Un groupe d’intellectuels algériens a lancé un appel pour protester contre la décision de Smaïn Ameziane, commissaire du Sila, d’exclure l’Egypte de la prochaine édition de cette manifestation culturelle.

 

Un appel signé par des écrivains, des journalistes, des universitaires et des intellectuels algériens, vient d’être lancé contre la décision unilatérale de Smaïn Ameziane, commissaire du Salon international du livre d’Alger portant sur l’interdiction du livre égyptien au plus grand rendez-vous de l’édition en Algérie, le Salon international du livre d’Alger Sila. Le patron de Casbah édition l’a, en effet, annoncé il y a quelques jours. La demande formulée par les éditeurs égyptiens en vue de participer à la 15e édition du sila, qui se tiendra en octobre prochain, a été refusée. Pour expliquer cette décision, tant décriée par les éditeurs égyptiens, le premier responsable de cette manifestation culturelle avait déclaré au cours d’un point de presse tenu à la Bibliothèque nationale d’Algérie: «Je n’ai pas répondu au courrier de l’Union des éditeurs égyptiens! Ma conscience ne me permet pas d’inviter les Egyptiens, aujourd’hui, bien que parmi eux, il y a des amis. C’est par respect au peuple algérien et aux gens qui ont été maltraités au Caire que cette décision a été prise, le contraire aurait été de la pure provocation...»
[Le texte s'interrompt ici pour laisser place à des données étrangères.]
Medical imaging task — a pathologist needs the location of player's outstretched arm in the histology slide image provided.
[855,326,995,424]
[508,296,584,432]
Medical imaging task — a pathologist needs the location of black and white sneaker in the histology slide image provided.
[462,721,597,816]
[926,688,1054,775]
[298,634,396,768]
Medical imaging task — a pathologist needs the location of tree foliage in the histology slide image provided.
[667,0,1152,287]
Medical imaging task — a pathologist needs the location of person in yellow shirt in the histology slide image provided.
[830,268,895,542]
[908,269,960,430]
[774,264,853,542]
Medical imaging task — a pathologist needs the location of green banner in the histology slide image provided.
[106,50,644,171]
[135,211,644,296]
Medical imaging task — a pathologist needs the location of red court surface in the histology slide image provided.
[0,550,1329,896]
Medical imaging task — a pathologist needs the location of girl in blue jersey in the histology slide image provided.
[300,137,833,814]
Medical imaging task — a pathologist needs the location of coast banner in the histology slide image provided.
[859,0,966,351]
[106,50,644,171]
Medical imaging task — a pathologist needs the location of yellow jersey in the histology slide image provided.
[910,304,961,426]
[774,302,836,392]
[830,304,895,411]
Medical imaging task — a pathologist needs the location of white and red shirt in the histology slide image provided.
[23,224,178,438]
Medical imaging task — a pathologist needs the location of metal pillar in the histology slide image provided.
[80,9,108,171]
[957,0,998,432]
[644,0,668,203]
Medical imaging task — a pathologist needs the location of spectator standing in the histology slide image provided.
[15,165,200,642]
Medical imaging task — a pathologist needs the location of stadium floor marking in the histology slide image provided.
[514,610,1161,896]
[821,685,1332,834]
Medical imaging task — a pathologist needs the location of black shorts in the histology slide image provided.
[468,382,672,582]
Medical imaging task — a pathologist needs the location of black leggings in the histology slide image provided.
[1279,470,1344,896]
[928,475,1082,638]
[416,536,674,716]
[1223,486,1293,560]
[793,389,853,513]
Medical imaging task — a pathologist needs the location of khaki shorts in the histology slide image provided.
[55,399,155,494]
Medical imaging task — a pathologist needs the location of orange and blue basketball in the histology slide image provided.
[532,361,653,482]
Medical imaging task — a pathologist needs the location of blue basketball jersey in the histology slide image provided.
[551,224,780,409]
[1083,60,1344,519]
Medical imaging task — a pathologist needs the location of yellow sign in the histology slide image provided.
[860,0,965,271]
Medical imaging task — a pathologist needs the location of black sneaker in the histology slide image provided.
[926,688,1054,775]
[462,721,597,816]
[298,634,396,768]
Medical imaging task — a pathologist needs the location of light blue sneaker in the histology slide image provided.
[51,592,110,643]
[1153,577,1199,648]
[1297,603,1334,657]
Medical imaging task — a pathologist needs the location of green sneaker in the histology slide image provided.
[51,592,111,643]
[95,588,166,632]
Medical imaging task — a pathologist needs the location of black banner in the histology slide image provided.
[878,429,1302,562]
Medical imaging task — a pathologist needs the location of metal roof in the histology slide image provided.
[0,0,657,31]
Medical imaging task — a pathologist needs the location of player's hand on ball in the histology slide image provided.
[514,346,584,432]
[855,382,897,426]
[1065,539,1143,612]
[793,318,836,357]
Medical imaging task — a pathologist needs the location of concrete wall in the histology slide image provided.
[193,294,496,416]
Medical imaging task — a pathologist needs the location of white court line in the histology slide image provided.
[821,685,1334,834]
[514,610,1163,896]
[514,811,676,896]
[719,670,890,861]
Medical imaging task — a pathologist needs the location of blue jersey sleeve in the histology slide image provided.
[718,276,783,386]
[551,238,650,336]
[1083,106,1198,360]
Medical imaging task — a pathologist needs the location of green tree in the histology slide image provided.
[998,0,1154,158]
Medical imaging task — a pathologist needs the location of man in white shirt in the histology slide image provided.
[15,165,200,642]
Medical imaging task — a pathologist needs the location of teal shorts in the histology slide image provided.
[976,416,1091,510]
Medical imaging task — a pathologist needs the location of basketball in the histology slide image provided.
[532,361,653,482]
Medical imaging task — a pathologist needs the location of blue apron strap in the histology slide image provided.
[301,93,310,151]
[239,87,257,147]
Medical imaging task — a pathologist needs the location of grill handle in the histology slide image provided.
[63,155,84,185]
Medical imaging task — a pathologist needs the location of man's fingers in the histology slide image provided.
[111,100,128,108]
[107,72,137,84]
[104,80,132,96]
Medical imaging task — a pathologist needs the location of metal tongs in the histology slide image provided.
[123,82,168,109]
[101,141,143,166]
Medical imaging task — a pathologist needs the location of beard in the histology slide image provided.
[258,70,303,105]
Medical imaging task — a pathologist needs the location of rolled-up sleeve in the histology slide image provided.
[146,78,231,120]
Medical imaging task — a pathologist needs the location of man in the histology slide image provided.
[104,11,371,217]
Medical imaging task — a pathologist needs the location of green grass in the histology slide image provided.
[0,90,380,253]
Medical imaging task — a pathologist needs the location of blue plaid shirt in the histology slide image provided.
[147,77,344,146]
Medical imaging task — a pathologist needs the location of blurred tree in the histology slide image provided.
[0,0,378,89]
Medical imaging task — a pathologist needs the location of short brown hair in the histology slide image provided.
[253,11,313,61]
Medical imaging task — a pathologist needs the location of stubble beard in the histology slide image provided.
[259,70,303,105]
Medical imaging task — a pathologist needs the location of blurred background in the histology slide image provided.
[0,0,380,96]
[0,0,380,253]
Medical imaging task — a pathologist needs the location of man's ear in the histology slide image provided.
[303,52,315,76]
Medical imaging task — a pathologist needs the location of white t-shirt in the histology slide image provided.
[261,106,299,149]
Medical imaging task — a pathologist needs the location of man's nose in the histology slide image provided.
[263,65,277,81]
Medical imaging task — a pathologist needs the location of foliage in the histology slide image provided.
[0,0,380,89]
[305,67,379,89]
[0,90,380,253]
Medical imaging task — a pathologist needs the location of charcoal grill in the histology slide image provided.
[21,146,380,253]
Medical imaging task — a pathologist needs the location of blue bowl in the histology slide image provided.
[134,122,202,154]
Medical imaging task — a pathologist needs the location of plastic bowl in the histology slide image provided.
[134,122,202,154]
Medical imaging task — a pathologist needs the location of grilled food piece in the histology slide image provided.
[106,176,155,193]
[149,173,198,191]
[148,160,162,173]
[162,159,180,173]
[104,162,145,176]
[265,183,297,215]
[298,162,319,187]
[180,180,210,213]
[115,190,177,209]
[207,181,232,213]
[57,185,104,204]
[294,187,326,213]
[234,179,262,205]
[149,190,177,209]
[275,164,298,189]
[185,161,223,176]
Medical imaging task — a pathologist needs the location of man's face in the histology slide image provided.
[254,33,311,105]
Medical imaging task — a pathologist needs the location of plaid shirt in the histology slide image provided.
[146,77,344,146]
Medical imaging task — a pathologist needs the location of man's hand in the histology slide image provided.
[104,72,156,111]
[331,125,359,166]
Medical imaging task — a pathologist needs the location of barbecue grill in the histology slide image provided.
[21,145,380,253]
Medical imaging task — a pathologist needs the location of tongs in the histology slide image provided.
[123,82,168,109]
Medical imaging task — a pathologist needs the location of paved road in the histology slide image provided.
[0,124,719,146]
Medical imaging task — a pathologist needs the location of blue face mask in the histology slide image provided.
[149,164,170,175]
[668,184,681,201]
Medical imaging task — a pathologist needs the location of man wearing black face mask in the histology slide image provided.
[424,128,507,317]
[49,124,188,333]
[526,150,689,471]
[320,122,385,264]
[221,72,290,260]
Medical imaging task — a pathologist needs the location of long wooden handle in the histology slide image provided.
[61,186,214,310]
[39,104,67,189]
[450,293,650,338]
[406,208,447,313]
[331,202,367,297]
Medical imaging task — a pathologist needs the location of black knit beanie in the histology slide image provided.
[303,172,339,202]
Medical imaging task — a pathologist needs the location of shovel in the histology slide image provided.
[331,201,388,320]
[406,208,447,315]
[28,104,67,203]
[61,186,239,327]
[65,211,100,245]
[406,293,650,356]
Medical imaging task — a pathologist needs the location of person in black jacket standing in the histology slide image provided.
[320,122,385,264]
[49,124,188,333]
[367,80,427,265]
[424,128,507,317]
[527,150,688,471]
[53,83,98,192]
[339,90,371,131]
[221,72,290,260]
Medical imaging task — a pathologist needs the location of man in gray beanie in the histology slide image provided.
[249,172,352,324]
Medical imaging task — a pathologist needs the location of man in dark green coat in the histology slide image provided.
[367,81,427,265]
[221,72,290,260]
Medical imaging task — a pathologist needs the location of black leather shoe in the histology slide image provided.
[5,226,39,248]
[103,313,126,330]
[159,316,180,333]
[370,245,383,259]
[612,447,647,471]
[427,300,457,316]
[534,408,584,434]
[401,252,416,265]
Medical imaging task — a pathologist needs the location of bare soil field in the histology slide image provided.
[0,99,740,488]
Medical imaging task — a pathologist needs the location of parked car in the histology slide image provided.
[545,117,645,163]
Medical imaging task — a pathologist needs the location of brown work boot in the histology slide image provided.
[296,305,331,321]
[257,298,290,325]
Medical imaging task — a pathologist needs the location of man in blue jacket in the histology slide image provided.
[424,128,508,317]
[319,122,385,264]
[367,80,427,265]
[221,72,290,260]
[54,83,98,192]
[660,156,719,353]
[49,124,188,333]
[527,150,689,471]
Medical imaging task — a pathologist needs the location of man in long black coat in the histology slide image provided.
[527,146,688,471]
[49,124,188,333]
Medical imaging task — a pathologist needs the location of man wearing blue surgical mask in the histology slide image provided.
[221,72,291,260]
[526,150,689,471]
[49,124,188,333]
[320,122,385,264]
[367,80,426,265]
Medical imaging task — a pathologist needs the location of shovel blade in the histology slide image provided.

Dès lors, certains intellectuels algériens n’ont pas lésiné sur les mots pour exprimer leur colère contre la «sentence» rendue par le commissaire du Sila. Ces derniers n’hésiteront pas à la qualifier d’irresponsable, d’irréfléchie et même de calamiteuse. «Il dit défendre la dignité du pays et de son Histoire. Comme si cette dignité pouvait être mise en parallèle avec une exposition de livres. Comme si nos valeureux martyrs pouvaient être satisfaits d’une telle dérive, qui se traduit par un mépris arrogant vis-à-vis de la culture de nos peuples. Comme si on pouvait unilatéralement punir la littérature égyptienne et le lectorat algérien alors qu’on continue à jouer au football, source initiale de tout ce scandale, avec des équipes égyptiennes», s’interroge-t-on dans l’appel lancé samedi dernier en faisant référence aux matchs qui ont été disputés entre des clubs de football algérien et égyptien. Des matchs qui ont été programmés quelques mois après les querelles suscitées par les deux matchs de qualification à la Coupe du Monde des nations, en novembre 2009, qui ont eu lieu en Egypte et au Soudan. «Il s’agit bien d’un chauvinisme délirant qui révèle, en fait, le peu d’égard que le livre, en particulier et la culture, en général ont toujours eu dans notre pays et une propension de certains de nos responsables à dénoncer au lieu d’éduquer», pouvait-on lire dans le communiqué. Qualifiant cette décision de honteuse, les initiateurs expliquent que l’objectif premier de cet appel signé entre autres, par Wassyla Tamzali, Daho Djerbel, Abderrhamane Zakad, est de «dénoncer le chauvinisme dont font preuve certains responsables du secteur de la culture, tant ce sentiment exprime des dérives politiques en complète contradiction avec les intérêts supérieurs de notre peuple dont le seul ennemi doit être le sous-développement sous toutes ses formes.».

Ils demanderont également «aux autorités concernées par ce scandale à y mettre un terme en levant l’interdiction faite aux livres égyptiens afin de leur permettre d’être découverts, lus et appréciés par les lecteurs algériens». Le choix de Smaïn Ameziane, commissaire du Salon international du livre d’Alger, quant à l’interdiction faite aux éditeurs égyptiens de participer à cette grande manifestation culturelle, a fait couler beaucoup d’encre dans la presse nationale. Des écrivains et des universitaires se sont empressés de se démarquer de cette décision dont la seule victime serait, selon eux, le lecteur et la culture en Algérie. «L’avenir du livre en Algérie, et plus généralement la liberté des idées qui y est attachée, ne peut-il se ressentir que de ces portes continuellement fermées dans une étrange farandole de censeurs?», écrira Abdelali Merdaci, écrivain et universitaire dans une contribution publiée dans le Soir d’Algérie intitulée: Interdiction du livre égyptien au Sila, une décision irréfléchie et calamiteuse.